The slow convoy would have gone to Alexandria anyway, as the Royal Navy built up that base to take the place of Malta. Creating what was, in effect, a new home for the Mediterranean Fleet was a major task. It even involved moving a floating dock from the UK because of the limited facilities at Alexandria, and the poor state of the floating dock already in Malta. Alexandria was too far away to provide an effective base from which to interrupt Italian supply convoys on their way to North Africa. Malta was ideally situated to harass Italian convoys across the Mediterranean, but 1,000 miles there and 1,000 miles back was too much for many of the ships, especially the smaller ones such as destroyers. The Royal Navy’s warships were notoriously ‘short-legged’, a legacy born from the complacency of having so many well situated refuelling bases, such as Malta, in a far flung empire. Realizing that Malta would be a danger if the Royal Navy dared base warships or submarines there, the Italian Navy pressed for its invasion, but Mussolini held back.

For the passage to Alexandria, both convoys enjoyed the protection of the Mediterranean Fleet, with Cunningham hoping also to bring the Italian Admiral Inigo Campioni to battle.

In a foretaste of Italian strategy for the next three years, they didn’t send their fleet, but instead sent Regia Aeronautica’s bombers to attack the ships. Those who had been living in Malta had already grown accustomed to this, but for many of the seafarers, it was their first experience of bombing. Dropped from 12,000 feet, the bombs screamed down, while the ships thudded and shook to the sound and recoil of their own AA guns.

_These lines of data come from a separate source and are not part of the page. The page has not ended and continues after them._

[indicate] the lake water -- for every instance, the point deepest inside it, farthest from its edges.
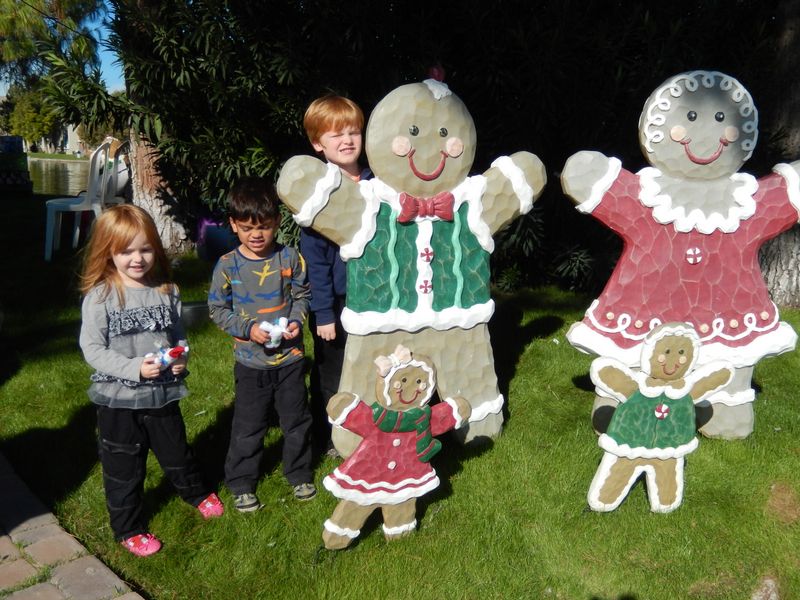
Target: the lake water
(67, 177)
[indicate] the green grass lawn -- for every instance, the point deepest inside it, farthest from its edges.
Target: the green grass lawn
(510, 519)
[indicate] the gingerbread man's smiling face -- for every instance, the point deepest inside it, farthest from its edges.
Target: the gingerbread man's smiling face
(421, 139)
(699, 125)
(407, 387)
(672, 356)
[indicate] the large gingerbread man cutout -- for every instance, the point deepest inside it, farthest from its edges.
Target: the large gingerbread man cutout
(417, 240)
(692, 225)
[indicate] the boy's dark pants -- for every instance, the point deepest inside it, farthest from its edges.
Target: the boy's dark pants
(257, 390)
(124, 438)
(325, 375)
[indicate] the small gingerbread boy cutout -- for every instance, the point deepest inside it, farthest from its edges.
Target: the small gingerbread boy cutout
(653, 429)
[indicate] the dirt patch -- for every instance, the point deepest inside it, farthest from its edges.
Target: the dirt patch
(722, 587)
(783, 503)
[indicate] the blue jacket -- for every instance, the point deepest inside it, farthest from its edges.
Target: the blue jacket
(327, 274)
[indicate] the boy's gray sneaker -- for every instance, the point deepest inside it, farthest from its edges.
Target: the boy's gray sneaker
(305, 491)
(246, 502)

Ships disappeared from sight as bombs sent fountains of water, stained black by the explosive, high above their decks, while pieces of shrapnel struck the sides.

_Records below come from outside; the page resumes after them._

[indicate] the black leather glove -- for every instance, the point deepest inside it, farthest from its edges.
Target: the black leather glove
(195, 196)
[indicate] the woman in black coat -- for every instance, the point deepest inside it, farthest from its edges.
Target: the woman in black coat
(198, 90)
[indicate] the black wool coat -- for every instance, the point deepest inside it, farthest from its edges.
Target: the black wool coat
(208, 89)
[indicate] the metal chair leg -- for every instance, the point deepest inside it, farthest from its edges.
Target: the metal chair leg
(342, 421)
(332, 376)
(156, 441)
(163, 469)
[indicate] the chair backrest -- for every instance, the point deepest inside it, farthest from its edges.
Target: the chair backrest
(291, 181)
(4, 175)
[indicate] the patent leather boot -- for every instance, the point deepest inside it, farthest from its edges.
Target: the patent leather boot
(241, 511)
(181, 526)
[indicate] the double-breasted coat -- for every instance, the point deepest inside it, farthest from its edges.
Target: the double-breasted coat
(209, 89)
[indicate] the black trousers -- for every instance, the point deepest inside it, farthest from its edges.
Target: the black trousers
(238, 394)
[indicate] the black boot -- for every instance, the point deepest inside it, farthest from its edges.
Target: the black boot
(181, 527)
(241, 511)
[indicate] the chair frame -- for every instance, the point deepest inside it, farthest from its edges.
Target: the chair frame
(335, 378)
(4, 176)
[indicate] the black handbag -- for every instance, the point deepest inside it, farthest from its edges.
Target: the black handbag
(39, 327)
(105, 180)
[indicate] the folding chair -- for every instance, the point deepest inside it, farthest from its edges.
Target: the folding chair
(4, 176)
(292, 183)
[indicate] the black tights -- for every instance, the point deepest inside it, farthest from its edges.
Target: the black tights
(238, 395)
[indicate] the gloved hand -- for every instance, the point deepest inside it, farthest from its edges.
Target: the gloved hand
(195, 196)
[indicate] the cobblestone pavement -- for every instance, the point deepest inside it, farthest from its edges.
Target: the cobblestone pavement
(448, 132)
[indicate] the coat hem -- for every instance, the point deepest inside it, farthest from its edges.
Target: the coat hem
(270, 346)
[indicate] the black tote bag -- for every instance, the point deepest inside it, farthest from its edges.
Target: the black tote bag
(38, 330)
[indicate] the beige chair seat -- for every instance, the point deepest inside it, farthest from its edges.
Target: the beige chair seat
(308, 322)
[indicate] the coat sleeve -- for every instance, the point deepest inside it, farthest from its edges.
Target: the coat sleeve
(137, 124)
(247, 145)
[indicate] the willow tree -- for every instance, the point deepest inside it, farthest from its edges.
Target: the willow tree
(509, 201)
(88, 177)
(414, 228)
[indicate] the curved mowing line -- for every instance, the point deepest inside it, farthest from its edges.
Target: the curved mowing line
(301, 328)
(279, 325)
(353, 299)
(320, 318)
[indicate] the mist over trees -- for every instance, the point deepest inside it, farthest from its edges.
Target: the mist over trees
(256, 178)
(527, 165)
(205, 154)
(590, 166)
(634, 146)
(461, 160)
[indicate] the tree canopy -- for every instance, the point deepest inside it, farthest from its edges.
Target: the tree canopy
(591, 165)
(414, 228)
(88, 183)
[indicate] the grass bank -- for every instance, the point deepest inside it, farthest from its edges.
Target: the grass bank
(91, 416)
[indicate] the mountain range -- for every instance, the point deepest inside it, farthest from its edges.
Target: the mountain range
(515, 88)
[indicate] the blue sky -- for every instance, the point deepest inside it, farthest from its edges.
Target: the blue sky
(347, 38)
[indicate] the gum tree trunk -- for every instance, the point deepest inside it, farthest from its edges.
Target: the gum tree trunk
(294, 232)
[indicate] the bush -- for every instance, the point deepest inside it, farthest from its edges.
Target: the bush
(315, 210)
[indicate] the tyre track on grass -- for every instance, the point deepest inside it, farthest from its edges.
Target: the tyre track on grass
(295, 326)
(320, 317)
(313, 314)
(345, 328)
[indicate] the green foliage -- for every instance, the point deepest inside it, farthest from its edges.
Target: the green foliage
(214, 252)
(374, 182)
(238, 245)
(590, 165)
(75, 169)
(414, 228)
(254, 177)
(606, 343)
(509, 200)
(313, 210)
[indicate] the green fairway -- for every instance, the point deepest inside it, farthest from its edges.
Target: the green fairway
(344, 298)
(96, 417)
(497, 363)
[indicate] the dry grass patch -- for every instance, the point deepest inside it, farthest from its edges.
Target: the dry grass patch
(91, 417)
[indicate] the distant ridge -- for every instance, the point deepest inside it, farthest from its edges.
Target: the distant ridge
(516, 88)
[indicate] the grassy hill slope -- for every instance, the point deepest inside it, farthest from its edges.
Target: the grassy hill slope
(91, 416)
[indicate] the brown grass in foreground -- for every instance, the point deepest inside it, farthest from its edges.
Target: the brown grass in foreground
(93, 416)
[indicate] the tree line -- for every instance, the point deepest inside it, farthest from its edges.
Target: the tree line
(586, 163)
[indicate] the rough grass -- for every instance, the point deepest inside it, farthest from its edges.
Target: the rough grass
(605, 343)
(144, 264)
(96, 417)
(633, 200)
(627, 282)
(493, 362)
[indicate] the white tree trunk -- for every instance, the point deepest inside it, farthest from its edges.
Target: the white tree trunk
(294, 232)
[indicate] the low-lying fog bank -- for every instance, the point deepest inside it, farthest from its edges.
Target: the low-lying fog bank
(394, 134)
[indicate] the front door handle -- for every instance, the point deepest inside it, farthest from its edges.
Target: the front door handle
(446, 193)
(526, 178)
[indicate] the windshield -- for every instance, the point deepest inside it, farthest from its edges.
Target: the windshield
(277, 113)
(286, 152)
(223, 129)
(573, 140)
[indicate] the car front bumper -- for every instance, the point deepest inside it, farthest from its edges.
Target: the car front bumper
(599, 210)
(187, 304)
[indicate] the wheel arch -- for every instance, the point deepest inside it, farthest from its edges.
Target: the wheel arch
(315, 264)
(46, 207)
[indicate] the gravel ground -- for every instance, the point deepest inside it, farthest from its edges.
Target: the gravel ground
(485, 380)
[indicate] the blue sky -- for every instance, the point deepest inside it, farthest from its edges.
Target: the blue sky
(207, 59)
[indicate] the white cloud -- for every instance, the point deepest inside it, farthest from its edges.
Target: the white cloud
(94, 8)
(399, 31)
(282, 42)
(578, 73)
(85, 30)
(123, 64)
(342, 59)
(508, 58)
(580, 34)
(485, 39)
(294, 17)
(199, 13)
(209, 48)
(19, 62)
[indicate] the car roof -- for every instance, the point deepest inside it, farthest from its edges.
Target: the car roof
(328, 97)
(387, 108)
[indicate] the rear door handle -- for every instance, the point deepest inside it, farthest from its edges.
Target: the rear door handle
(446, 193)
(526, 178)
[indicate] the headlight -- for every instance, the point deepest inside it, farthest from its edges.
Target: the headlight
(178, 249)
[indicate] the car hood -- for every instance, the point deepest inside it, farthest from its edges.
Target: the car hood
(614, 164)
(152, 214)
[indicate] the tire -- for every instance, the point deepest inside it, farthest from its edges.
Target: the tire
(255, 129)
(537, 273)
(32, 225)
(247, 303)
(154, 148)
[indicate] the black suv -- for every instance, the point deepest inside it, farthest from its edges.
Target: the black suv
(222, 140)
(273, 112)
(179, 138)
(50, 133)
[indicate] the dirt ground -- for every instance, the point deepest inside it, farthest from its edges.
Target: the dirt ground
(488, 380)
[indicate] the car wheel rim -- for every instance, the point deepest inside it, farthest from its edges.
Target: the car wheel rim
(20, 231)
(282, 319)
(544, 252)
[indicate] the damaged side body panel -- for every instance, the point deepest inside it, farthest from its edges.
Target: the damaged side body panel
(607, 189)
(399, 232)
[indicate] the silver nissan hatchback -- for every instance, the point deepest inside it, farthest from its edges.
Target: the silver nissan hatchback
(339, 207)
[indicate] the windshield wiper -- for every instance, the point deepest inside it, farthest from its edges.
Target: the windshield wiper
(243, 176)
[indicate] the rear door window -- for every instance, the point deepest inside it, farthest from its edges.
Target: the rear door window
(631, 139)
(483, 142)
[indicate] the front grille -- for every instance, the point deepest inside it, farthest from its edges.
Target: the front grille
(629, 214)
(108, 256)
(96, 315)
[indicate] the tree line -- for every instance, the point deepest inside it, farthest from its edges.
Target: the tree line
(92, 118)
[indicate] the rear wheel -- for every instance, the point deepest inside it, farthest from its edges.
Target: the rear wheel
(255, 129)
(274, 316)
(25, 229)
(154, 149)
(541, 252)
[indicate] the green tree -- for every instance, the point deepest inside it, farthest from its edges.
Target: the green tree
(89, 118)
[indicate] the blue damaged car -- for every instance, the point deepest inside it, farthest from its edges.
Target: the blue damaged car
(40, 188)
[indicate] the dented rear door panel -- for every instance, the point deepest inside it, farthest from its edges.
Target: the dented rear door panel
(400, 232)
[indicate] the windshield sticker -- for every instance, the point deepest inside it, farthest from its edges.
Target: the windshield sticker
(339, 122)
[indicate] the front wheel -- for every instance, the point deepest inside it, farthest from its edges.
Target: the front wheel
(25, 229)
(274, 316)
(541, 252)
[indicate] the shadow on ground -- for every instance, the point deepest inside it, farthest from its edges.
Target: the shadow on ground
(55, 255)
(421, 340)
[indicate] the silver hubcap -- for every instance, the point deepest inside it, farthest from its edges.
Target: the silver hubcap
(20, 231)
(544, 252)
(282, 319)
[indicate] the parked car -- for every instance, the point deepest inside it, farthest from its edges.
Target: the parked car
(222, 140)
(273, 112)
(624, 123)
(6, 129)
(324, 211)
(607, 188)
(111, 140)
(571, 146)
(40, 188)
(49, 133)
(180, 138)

‘It was a comfort to remember that there was always more water than ship,’ commented Cunningham. ‘But not very much, for a ship stood up huge, bare and exposed, above the absorbing flat acres of the sea.’13

Cunningham was one of the very small minority who believed that Italian bombing was excellent, later recalling that: ‘It is not too much to say of those early months that the Italian high-level bombing was the best I have ever seen, far better than the German . . . I shall always remember it with respect.’

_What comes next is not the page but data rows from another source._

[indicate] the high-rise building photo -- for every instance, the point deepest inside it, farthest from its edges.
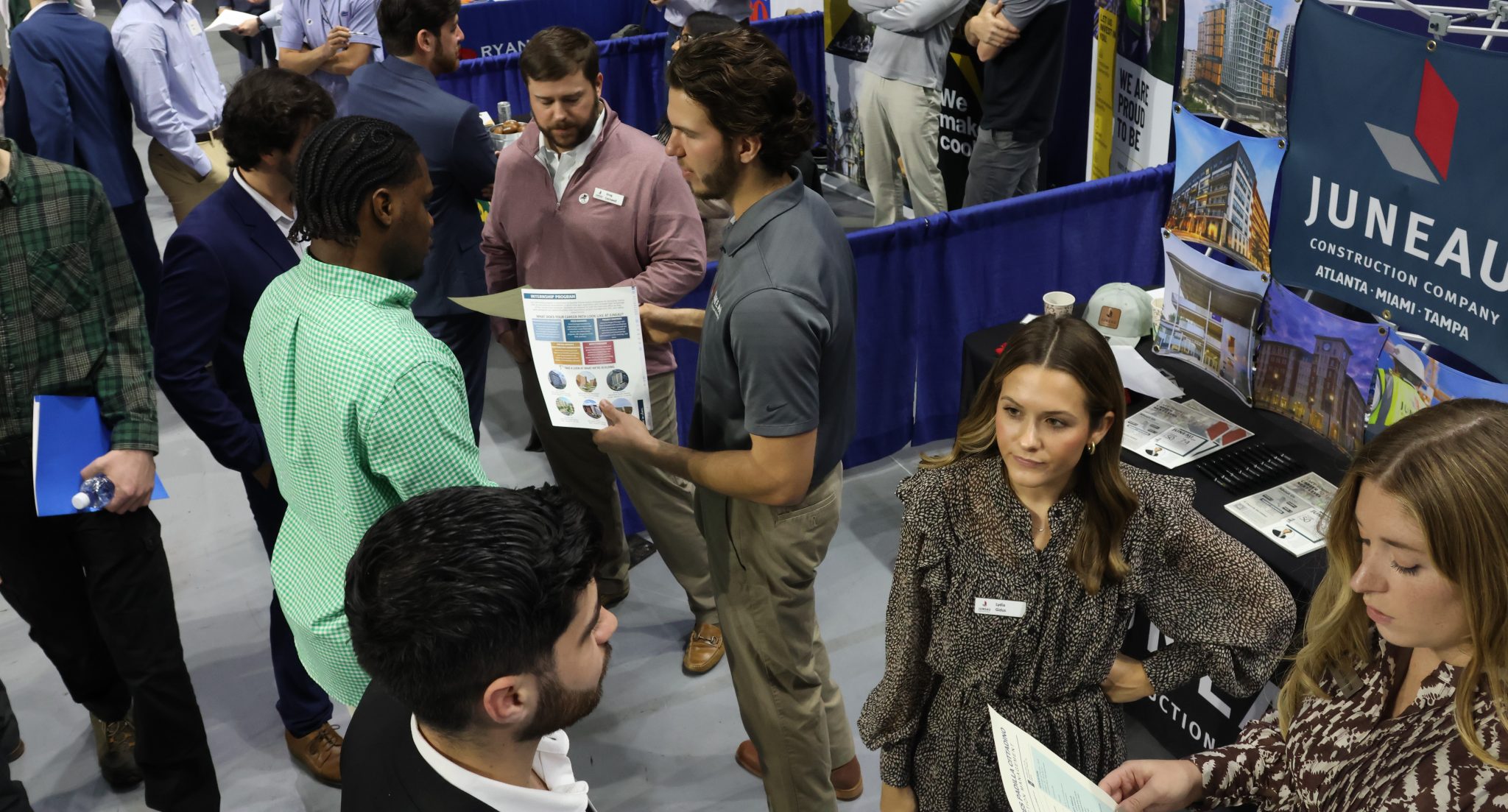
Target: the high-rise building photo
(1239, 52)
(1220, 205)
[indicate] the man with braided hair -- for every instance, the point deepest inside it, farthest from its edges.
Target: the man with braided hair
(361, 407)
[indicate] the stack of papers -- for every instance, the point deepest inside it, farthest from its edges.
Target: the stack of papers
(1171, 433)
(1292, 514)
(1037, 780)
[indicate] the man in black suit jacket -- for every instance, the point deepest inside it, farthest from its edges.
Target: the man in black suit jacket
(216, 267)
(423, 41)
(476, 612)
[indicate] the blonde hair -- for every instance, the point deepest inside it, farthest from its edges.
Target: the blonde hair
(1448, 466)
(1070, 345)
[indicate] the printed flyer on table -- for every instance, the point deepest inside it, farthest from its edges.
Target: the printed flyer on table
(588, 350)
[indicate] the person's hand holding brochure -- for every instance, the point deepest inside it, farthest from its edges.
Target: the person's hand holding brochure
(1037, 780)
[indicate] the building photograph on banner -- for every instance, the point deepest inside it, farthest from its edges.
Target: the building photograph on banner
(1409, 380)
(1394, 181)
(848, 38)
(1135, 60)
(1210, 314)
(1223, 188)
(1315, 368)
(1237, 54)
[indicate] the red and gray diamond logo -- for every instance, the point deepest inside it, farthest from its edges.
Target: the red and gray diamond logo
(1427, 152)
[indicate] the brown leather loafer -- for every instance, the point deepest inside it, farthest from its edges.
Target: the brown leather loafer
(611, 593)
(115, 751)
(703, 650)
(319, 754)
(848, 784)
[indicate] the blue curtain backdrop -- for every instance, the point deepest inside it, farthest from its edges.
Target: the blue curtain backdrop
(496, 26)
(626, 63)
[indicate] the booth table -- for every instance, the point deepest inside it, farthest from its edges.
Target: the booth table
(1198, 716)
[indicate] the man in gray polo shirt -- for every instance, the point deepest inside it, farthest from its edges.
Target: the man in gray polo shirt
(775, 397)
(902, 99)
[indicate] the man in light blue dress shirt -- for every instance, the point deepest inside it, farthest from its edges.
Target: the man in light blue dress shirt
(329, 40)
(177, 93)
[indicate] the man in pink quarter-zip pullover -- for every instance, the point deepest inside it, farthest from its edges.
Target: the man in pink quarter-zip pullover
(585, 201)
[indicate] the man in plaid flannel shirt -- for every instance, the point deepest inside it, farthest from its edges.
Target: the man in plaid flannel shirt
(94, 588)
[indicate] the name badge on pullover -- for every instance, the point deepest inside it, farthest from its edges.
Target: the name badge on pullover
(1000, 609)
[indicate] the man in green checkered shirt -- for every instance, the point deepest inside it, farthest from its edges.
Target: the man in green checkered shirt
(361, 407)
(94, 588)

The three Sea Gladiators led by Keighley-Peach nevertheless accounted for five Italian aircraft that day, and before being replaced by Fairey Fulmars, these obsolete aircraft were to account for a further six Italian aircraft.

Only one British ship, the cruiser HMS Gloucester, received a direct hit, but this was serious enough. She was hit on the bridge, killing seven officers, including her captain, and eleven ratings. Prompt action saw the fires extinguished and control regained as she was steered from her emergency position aft. Near misses also caused damage to the thin hulls of the destroyers, and the ‘mining’ effect of close underwater explosions caused internal damage.

The outlook that summer was bleak. The British Empire literally stood alone. The British Army had kept most of its men, but lost most of its equipment, and had seen nothing but defeat. The RAF was under pressure as the Luftwaffe tried to destroy it in the Battle of Britain, the outcome of which was still far from certain. The Royal Navy was under pressure and thinly stretched.